COLUMN: 'We received instructions from Lynsey Bennett that she is terminally ill...'


Gillian O’Mahony


Gillian O’Mahony


Tipperary Tipperary Tipperary

Gillian O’Mahony of Lynch Solicitors

In early November 2020 we received instructions from Lynsey Bennett that she is terminally ill with cervical cancer.

We immediately issued High Court proceedings grounded on the misinterpretation of several cervical smear slides taken both privately and under the national screening programme.

We had significant concerns that her case would not be progressed quickly enough, if it was not given priority by the court.

Accordingly, on November 17, 2020, we brought an urgent case management application to the High Court seeking to have the case prioritised and fast-tracked.

Case management is a very useful mechanism that involves a judge in actively managing how a case is run.

He uses it as a way of moving a case along to hearing in the most efficient and timely manner.

Mr Justice Cross agreed to our urgent application and admitted the case into case management.

Given the circumstances of the case, the court set a very tight timeline for the exchange of reports and paperwork.

Crucially, the Judge specially fixed Lynsey Bennett’s case for a full hearing on Wednesday, January 20, 2021.

Lynsey’s case was further complicated by the fact that the Covid Level 5 restrictions were introduced in January 2021. A direction from High Court President Ms Justice Mary Irvine advised that routine personal injuries cases would not be heard until further notice.

We successfully applied to the High Court to ensure that this case would be heard despite the Level 5 restrictions and we were one of the very few cases which retained a hearing date and were permitted to proceed during the Level 5 restrictions.

On a positive note, Lynsey Bennett’s case shows that the legal system can respond positively in times of crisis to ensure justice to the most vulnerable in our society needing the protection of the courts.

A key issue in a case such as this is the fact that the individual concerned may have dependents.

Those dependants will normally be able to make a separate claim for loss of services.

This, however, is problematic in circumstances where the carer has already taken a case during their lifetime.

What is loss of dependency/loss of services?

By way of background the Civil Liability Act allows for a claim for “loss of dependency/loss of services” i.e. the cost of care and domestic services for dependents which in the ordinary course of events would have been provided by someone like Lynsey to her children if she had a normal life expectancy.

What does the law say?

On March 19, 2020, in Morrissey & Anor v Health Service Executive & Ors [2020] IESC 6 the Supreme Court delivered a decision following an appeal by the HSE and two laboratories of a High Court judgement delivered by Cross J in May 2019.

While the overall claim of Mrs Morrissey was successful, the Supreme Court allowed one part of the appeal by the laboratory.

The court quashed an award of damages to Mr Morrissey for having to replace services that would have been provided to the family by Mrs Morrissey were it not for her reduced life expectancy.

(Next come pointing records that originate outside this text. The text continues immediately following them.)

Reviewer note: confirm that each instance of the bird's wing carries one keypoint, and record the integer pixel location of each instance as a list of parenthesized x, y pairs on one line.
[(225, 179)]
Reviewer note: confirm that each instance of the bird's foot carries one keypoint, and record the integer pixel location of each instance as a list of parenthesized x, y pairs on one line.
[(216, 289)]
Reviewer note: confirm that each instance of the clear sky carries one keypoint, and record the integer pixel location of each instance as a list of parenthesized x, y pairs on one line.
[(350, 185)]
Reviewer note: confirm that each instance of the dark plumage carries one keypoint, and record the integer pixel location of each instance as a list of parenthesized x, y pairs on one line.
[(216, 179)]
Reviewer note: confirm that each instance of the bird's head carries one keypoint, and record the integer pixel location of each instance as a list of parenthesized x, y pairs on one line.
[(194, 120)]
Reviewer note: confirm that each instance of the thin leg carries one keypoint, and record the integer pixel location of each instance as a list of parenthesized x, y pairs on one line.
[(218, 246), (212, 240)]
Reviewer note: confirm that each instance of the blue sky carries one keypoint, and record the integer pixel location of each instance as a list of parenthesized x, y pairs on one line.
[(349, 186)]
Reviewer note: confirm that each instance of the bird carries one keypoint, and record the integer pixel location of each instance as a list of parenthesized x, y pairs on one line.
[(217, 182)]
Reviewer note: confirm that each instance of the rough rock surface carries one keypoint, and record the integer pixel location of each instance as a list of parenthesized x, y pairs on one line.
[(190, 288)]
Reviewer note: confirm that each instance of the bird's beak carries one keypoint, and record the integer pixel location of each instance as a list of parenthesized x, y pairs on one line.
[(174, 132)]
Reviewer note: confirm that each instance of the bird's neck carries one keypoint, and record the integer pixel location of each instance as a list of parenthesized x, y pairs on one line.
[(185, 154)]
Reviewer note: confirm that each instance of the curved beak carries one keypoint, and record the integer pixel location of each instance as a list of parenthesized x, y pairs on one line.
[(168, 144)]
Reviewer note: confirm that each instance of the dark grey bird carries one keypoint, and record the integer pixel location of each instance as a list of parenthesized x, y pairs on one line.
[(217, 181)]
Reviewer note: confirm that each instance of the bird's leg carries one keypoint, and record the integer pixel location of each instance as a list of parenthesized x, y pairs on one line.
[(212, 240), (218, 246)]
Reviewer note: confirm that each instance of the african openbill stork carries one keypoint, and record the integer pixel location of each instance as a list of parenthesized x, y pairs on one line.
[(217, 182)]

Clarke CJ determined that the trial judge had erred in making such an award to Mr Morrissey in circumstances where such damages can, under the law as it currently stands, only be recovered in an action brought by dependants under the Civil Liability Act 1961.

Clarke CJ opined that the law in this area may be “potentially anomalous” in some respects and that any change to the law in this area ought to be made by the legislature rather than the judiciary.

What impact does this have on a single mother?

Lynsey Bennett’s case thus was complicated by the fact that she is a single mother to two young children. This gave rise to complex legal issues in the context of loss of services and loss of dependency.

It involved distinguishing these proceedings from the decision of the Supreme Court Morrissey case. Complex constitutional rights also arose in this case particularly in the context of Article 41 of the Constitution and the rights of the family.

Thankfully, following a late-night mediation we did secure damages for both Lynsey and her dependent children. We, as a firm, were privileged to play a part in ensuring that Lynsey Bennett and her family were adequately provided for in circumstances that have had a devastating impact on her life and those of her children, family and friends.

Unfortunately, the interpretation of the law as it presently stands appears to be that a woman in Lynsey’s circumstances may have an appalling choice to make.

That choice is to either make a claim while still alive and achieve some level of damages and more importantly vindication or to forego that comfort and leave it to her dependents to take a case after her death with the result that she will never know that her children have been financially provided for.

We would hope that our legislators will take the required step to provide more certainty in this area and make the required legislative changes.